クズ吸血鬼を拾ったら
数秒後、画面に映る、WINの文字。
……すご。勝ってる。
基本対人戦で、初心者が勝てるゲームじゃないのに。
それに、何の自慢にもならないが私はゲーム内ランクが高く、マッチングする対戦相手も同じくらいのレベルのはずだ。

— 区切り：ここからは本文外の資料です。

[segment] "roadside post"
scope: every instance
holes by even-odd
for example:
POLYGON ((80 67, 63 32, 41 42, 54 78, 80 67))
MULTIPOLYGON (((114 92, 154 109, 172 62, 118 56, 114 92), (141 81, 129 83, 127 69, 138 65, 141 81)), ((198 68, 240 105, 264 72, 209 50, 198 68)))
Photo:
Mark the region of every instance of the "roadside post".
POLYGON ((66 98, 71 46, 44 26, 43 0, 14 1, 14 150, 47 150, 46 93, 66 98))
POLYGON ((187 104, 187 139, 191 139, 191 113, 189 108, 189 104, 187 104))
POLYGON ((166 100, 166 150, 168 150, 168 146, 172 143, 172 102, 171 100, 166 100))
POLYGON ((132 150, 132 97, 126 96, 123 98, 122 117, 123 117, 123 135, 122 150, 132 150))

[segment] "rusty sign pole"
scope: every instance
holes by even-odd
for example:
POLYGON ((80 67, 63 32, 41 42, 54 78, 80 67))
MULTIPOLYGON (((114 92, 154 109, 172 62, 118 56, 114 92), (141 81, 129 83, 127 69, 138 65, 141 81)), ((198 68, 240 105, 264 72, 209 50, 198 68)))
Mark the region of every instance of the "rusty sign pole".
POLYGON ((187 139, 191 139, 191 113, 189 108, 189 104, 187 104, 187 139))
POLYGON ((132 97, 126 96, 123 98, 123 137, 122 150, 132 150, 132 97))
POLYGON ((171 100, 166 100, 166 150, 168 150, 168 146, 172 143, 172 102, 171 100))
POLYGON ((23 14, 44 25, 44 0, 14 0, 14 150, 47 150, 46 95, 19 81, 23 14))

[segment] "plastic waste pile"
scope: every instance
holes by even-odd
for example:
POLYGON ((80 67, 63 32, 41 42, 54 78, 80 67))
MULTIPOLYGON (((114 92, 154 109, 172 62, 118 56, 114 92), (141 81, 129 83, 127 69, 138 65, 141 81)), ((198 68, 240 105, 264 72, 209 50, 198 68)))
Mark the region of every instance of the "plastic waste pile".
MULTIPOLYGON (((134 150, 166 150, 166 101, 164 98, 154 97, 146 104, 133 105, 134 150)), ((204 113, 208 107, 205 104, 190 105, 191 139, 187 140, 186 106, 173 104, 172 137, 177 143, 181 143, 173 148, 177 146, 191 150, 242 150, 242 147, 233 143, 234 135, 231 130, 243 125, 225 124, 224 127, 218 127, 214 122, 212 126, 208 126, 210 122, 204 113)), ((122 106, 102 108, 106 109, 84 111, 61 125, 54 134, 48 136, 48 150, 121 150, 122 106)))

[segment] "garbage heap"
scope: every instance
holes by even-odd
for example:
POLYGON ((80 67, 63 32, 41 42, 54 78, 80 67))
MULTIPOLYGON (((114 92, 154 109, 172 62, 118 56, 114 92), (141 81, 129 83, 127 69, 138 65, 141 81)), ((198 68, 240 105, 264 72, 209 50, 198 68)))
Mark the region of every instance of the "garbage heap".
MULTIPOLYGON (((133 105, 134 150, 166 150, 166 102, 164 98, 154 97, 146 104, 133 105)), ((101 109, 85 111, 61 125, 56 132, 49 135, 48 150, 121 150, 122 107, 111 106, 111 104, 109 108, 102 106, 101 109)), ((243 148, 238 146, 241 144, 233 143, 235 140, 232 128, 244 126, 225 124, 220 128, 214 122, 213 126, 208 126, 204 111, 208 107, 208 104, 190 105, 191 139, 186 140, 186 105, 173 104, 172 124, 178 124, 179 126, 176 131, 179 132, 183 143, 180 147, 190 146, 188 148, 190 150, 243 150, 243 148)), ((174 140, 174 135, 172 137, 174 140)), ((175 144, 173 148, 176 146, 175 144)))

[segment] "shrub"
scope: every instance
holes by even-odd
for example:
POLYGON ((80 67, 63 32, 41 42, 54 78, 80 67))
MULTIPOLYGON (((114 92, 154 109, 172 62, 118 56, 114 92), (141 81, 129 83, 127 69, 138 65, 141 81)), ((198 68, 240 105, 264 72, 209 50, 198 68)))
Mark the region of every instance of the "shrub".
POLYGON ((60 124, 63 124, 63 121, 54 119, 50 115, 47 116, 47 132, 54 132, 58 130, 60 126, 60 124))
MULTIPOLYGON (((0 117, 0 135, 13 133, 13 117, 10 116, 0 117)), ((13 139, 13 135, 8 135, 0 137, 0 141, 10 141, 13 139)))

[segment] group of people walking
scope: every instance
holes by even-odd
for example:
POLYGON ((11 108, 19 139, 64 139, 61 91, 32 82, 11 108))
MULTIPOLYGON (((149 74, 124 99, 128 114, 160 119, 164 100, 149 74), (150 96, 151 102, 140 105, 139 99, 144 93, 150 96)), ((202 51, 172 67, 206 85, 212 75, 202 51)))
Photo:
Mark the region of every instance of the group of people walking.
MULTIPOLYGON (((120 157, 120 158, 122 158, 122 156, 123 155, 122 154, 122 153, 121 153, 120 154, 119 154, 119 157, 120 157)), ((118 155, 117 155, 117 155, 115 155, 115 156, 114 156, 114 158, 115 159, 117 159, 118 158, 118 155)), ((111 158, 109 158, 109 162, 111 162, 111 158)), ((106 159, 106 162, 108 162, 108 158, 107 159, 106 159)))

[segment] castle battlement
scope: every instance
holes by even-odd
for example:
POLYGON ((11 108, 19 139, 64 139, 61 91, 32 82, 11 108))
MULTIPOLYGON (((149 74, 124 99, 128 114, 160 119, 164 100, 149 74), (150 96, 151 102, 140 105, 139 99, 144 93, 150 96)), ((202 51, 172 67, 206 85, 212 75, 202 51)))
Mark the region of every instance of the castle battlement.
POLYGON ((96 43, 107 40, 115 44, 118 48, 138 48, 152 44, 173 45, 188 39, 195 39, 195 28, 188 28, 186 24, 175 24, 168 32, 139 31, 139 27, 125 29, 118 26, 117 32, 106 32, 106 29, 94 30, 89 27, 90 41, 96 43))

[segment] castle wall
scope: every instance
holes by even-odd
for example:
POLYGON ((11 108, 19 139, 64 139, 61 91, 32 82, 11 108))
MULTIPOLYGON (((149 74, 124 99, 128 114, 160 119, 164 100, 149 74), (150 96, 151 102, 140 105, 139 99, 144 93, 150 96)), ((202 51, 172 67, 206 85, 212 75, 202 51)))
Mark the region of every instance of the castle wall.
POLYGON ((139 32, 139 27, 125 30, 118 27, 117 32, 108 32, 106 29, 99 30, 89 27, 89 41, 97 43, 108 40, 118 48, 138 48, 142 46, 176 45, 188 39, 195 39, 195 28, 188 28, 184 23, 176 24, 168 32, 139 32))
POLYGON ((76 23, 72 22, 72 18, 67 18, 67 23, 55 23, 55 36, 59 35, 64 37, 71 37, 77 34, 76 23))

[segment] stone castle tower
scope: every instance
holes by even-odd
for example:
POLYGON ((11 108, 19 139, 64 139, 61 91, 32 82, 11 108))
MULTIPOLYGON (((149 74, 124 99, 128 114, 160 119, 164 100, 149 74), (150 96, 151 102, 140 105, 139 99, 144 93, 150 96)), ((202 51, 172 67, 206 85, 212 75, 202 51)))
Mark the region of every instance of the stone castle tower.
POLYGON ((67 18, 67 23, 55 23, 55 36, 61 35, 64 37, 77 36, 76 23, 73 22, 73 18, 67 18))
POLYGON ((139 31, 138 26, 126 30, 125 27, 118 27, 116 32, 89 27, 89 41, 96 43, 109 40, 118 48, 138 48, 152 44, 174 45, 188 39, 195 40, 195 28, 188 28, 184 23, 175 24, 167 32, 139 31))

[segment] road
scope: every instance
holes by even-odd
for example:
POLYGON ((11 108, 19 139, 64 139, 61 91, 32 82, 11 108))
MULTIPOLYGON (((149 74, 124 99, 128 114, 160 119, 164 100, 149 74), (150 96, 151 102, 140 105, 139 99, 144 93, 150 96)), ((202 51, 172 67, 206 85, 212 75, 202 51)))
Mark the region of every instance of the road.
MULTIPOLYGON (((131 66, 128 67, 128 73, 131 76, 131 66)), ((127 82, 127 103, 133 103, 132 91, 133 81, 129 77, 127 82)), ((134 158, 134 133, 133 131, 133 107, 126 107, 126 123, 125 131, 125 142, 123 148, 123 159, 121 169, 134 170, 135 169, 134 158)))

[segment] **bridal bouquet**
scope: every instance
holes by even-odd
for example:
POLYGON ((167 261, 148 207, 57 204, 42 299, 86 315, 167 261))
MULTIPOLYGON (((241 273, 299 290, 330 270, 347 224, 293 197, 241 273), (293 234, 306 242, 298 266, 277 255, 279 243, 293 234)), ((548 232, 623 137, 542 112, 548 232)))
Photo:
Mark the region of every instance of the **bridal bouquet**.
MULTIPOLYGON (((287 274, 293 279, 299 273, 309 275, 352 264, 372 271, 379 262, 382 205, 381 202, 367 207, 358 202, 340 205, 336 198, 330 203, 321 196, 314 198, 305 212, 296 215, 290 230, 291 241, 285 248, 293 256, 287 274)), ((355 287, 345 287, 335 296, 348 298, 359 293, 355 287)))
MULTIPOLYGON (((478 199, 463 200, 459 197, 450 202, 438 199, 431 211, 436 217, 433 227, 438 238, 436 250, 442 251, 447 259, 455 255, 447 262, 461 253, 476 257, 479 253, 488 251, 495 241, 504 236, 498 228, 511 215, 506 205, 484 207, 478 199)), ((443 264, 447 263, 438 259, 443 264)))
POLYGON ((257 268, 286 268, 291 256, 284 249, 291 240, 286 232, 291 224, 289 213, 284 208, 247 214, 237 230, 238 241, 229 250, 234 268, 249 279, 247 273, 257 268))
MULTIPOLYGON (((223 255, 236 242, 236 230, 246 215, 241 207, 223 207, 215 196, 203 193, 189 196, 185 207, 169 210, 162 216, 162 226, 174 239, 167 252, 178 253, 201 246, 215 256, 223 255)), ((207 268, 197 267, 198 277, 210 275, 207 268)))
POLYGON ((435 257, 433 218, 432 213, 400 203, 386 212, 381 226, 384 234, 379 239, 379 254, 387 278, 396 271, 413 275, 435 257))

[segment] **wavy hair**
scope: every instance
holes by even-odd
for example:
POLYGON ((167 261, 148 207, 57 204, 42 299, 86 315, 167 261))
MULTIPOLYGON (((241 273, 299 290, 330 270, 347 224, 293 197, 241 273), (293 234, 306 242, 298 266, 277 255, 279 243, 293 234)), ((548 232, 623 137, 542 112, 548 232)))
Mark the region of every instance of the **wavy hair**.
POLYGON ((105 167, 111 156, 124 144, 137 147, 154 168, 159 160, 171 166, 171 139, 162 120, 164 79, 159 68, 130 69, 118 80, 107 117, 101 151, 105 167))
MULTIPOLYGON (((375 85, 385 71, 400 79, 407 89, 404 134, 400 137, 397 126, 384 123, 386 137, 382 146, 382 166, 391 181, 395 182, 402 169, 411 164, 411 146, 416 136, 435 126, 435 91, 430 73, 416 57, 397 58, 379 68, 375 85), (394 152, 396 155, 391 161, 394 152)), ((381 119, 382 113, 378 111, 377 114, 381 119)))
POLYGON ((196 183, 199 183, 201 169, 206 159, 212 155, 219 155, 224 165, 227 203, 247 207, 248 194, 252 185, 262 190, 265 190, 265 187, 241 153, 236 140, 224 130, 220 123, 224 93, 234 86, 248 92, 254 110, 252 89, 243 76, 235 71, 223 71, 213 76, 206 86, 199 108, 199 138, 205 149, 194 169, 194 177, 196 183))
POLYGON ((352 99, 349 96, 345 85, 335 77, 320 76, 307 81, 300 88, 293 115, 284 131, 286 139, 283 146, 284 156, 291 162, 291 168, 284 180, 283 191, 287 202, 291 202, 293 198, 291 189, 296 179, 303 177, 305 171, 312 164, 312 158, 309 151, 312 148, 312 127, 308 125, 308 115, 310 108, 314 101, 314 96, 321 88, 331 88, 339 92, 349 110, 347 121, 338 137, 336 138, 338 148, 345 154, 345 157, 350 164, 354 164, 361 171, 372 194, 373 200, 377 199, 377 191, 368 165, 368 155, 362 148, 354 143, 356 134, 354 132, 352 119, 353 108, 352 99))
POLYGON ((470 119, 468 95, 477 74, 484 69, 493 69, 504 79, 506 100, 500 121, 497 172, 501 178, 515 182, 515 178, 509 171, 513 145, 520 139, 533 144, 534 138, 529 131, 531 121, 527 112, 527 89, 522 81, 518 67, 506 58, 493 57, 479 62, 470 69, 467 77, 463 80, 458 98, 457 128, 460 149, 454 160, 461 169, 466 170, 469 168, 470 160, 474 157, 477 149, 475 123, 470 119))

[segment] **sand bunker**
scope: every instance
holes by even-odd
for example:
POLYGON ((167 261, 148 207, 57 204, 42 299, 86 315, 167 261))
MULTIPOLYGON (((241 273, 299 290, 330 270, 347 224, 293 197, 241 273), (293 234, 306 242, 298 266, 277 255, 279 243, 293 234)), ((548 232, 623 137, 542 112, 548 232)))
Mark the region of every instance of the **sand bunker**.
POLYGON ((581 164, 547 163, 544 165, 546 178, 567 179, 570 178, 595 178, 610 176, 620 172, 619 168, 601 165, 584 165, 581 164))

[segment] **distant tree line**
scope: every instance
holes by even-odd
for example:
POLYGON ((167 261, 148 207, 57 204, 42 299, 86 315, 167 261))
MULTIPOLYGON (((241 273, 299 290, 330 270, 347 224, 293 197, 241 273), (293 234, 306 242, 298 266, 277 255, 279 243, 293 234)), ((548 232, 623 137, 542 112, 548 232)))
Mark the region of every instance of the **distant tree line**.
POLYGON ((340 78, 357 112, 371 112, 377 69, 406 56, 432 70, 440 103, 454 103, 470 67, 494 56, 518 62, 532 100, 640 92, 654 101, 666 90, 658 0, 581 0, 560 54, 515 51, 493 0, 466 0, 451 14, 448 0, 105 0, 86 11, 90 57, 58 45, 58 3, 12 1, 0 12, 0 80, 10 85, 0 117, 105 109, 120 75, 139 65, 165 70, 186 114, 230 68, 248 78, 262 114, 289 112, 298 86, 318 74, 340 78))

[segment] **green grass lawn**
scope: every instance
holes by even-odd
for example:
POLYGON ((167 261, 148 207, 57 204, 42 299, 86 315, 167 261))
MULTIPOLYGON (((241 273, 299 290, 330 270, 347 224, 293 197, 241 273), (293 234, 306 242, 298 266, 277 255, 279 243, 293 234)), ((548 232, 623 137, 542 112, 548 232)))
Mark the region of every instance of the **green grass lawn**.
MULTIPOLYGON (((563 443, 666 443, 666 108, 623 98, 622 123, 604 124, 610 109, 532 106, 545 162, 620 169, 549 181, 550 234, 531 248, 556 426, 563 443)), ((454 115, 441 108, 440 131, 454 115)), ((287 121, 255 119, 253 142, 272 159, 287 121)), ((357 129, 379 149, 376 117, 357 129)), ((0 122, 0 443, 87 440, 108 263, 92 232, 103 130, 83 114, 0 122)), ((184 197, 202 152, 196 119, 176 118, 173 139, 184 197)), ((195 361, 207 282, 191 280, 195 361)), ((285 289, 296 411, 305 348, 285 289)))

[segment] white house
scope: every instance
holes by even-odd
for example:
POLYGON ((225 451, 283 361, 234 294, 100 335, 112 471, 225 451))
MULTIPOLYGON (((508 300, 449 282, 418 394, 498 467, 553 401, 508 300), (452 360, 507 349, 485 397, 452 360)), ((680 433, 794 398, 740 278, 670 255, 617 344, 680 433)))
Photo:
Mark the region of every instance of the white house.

「ランク高いねー、サキちゃん。俺も好きなの、このゲーム」
「へっ、そ、そうなんだ……え? なんで名前……」
「アカウント名。本名? これ」
……そうだ、ゲームのアカウント名、SAKIだった。
「そうです……咲です」
「りょーかい。俺、陸。よろしくねー」
……よろしくって。
できれば今すぐバイバイしたいんですけど?
「あとで一緒にやろーよ、ゲーム。俺も自分の持ってくるし」
バイバイするどころか、また来る気じゃん。
よく見たら勝手に、私の弟が置いてった服着てるし。
「や、やりません!」
「えー、つれないなぁ。てか咲ちゃんさぁ、男いんの?」
「お、男って、彼氏? ……だったら、いませんけど……」
生まれてこの方いたことない。
「へー、じゃあ安心だ」
「……どういう意味?」
「男いるのに手ぇ出すと、痛い目見るでしょ。だから嫌なんだよねー。でも咲ちゃんに彼氏いないなら安心!」
……出したことがあるかのような口ぶりだ。
というか、私にも手を出すつもりってこと?
ーーいや、もう出されたと言っても過言ではないか。